As a contrasting example, consider the famous Tallheim massacre site, which is contemporary with Aspern-Schletz. Despite their defenses, the Tallheim settlement appears to have been surprised at dawn and overwhelmed, its residents pushed to the ground and killed with adzes. In the burial pit, DNA of one female victim of the annihilated community was identified as originating from the Stuttgart area, about 30 miles away, which would explain why the pottery style found at the site resembles pottery from that area. We do not know if she was a bride in a marriage transaction, or a prize carried away in a raid. The implications of evidential ambiguity work both ways. For the purposes of conflict history, there is no difference between trading partners and enemies: we fight and trade with the same people at different times.
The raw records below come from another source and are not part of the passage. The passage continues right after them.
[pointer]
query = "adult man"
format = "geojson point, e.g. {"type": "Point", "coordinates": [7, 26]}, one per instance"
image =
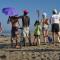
{"type": "Point", "coordinates": [14, 29]}
{"type": "Point", "coordinates": [25, 26]}
{"type": "Point", "coordinates": [55, 24]}
{"type": "Point", "coordinates": [44, 26]}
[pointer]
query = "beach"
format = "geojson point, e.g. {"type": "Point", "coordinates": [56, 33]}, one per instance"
{"type": "Point", "coordinates": [43, 52]}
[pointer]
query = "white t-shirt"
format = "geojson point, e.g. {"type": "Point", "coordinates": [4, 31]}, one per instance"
{"type": "Point", "coordinates": [55, 18]}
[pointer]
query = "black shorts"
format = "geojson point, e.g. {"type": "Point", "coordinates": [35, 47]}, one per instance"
{"type": "Point", "coordinates": [13, 31]}
{"type": "Point", "coordinates": [55, 27]}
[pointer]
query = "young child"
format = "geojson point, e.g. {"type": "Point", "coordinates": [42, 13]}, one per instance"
{"type": "Point", "coordinates": [37, 33]}
{"type": "Point", "coordinates": [45, 26]}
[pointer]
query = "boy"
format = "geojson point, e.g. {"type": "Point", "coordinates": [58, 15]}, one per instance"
{"type": "Point", "coordinates": [37, 33]}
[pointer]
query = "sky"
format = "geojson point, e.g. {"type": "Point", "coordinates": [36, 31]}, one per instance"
{"type": "Point", "coordinates": [31, 5]}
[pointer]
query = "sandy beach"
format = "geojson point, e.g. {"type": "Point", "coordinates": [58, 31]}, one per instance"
{"type": "Point", "coordinates": [42, 52]}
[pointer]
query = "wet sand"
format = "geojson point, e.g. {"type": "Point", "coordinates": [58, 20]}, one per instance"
{"type": "Point", "coordinates": [43, 52]}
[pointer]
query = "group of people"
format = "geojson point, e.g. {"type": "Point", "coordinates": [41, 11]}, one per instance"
{"type": "Point", "coordinates": [44, 23]}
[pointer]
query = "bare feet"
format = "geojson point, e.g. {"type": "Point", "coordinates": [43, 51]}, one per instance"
{"type": "Point", "coordinates": [17, 46]}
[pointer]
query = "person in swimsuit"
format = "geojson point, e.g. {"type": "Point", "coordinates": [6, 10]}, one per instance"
{"type": "Point", "coordinates": [14, 29]}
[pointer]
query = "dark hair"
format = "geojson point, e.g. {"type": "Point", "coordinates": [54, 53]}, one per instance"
{"type": "Point", "coordinates": [37, 23]}
{"type": "Point", "coordinates": [53, 12]}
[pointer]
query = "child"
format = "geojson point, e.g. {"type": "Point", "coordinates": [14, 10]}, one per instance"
{"type": "Point", "coordinates": [45, 26]}
{"type": "Point", "coordinates": [37, 33]}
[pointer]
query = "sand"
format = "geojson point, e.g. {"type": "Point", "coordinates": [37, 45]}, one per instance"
{"type": "Point", "coordinates": [43, 52]}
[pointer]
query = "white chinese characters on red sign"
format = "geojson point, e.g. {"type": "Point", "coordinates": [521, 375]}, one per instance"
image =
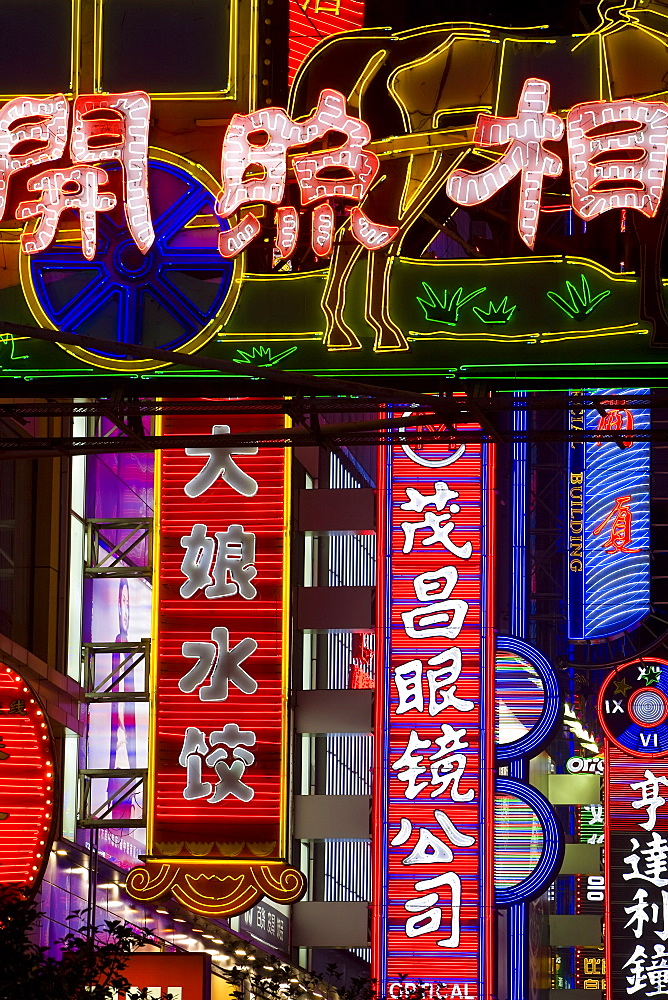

Whatever bound the two communities together may very well have also been responsible for the war that destroyed one of them.
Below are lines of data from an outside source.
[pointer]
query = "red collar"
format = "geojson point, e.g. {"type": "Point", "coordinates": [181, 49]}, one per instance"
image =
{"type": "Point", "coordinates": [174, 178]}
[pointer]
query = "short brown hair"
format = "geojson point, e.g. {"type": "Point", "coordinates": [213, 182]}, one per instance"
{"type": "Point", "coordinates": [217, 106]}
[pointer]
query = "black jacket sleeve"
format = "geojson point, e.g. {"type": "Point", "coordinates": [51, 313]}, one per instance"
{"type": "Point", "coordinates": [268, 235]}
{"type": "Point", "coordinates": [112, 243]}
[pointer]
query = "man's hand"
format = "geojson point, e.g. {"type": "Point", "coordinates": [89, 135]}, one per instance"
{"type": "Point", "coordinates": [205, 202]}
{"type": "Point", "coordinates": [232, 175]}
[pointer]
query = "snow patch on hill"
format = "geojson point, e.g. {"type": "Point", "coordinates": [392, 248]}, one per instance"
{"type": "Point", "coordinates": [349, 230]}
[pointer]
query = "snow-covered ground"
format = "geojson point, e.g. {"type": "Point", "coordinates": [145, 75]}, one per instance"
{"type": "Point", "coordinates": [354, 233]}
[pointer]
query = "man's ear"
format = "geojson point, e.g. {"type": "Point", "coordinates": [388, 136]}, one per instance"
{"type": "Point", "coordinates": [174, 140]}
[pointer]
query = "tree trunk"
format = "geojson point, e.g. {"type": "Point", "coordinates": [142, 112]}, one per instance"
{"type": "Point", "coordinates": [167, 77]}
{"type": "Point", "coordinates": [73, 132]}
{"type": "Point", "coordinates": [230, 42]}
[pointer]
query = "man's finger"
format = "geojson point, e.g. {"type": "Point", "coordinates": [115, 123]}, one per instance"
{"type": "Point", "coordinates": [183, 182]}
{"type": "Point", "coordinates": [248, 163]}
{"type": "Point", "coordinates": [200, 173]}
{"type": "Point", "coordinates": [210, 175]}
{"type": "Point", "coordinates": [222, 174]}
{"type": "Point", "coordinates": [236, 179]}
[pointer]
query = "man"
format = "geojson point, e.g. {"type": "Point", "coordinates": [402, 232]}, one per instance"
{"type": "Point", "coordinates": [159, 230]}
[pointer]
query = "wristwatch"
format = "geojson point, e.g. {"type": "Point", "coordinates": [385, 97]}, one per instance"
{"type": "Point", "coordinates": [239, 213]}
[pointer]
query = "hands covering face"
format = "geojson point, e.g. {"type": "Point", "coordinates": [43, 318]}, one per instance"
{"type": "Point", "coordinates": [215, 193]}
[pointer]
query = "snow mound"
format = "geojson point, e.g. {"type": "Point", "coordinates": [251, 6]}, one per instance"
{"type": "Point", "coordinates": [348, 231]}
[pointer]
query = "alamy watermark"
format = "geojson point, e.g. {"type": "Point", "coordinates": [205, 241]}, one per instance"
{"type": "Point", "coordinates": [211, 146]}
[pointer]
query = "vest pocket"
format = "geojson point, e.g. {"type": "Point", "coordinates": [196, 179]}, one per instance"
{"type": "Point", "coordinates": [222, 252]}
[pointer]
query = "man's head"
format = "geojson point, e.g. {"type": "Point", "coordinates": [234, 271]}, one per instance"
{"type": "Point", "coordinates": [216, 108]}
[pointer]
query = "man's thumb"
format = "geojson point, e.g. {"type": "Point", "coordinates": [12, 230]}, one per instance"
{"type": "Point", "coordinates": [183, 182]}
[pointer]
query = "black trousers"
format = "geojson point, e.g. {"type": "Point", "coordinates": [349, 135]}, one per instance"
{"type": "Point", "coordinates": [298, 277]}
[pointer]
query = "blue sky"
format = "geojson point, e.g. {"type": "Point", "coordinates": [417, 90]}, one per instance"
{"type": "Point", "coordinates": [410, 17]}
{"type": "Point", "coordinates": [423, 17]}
Many of our earliest sources on prehistory blame fights over women for various wars in their own recent past, suggesting that this differential threat matrix was universal to prehistory. For example, Herodotus begins his account of the Greco-Persian wars with an explanation that the wife-stealing of Phoenician men led to the Trojan War, and then to the Greco-Persian conflict. Similar accounts come from all over the world. Nevertheless, even when women are the object of war, the war itself remains a male domain everywhere we look. This cannot be explained away as a cultural construct.
It is pure foolishness to pretend that biology plays no role in human conflict, and yet it is fashionable in our time to imagine that ideology alone drives intergroup violence. Male chimpanzees do not need ideology to systematically hunt down and wipe out all the males in a competing group. A conflict policy formulated without clear regard for the friction of sexed differences will always be unintelligible, ultimately failing the society that implements it, and not because of some ephemeral partisan difference.
War is primarily a male sociological device. We forget this at our peril.